The instinct and the ideal, though, is to make a special interior space in which to write: a temple dedicated to your vocation.

I did this even when I was very young, I lived then in a tiny two up and two down house with my my mother, sister and two brothers. In the bedroom which I shared with my sister and mother I set up a long collapsible pasting table by the window. This was was my private space. Here I did my homework and here I began to write seriously; I wrote at this table even when ice was etching snowflakes on the inside of the window.

After I married, in our second house there was a spare downstairs bedroom which I commandeered as a writing room. I got someone to build shelves all along one wall for my growing collection of books and bought a huge, battered office desk at an auction for £2. And there I did another kind of homework for my teaching job. And on that desk I wrote the first novels which were published.

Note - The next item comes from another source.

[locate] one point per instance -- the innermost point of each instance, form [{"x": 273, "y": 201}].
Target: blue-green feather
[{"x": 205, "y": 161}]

Write Anywhere and Everywhere
 Occupying another house for many years now, I have a big study with a real fire mentioned by Avril in her post about our conversation with Richard Hardwick for The Writing Game. This is a generous space dominated by the same £2 desk which started it all and has shelves on all four walls, full of books. Lots of writing and talking stuff goes on in this space but the serious writing - the current novel, for instance - happens upstairs in the little writing room which I’ve written about before. This is where the real work happens. Here there is only room for one person – the writer. This is my place, My temple.


Stairway to Story
 Element Two the need to locate the characters and action in a place that adds to, that underpins, that shows rather than tells of the main themes of the novel. Think of the psychopathology of cities such as Dickens’ London and de Balzac’s Paris, of Martin Amis’s London and Ian Rankin’s Edinburgh.  Think of the drawing rooms of Jane Austen, the muddy nightmarish battle trenches of Pat Barker, the Gothic moorland of the Brontes!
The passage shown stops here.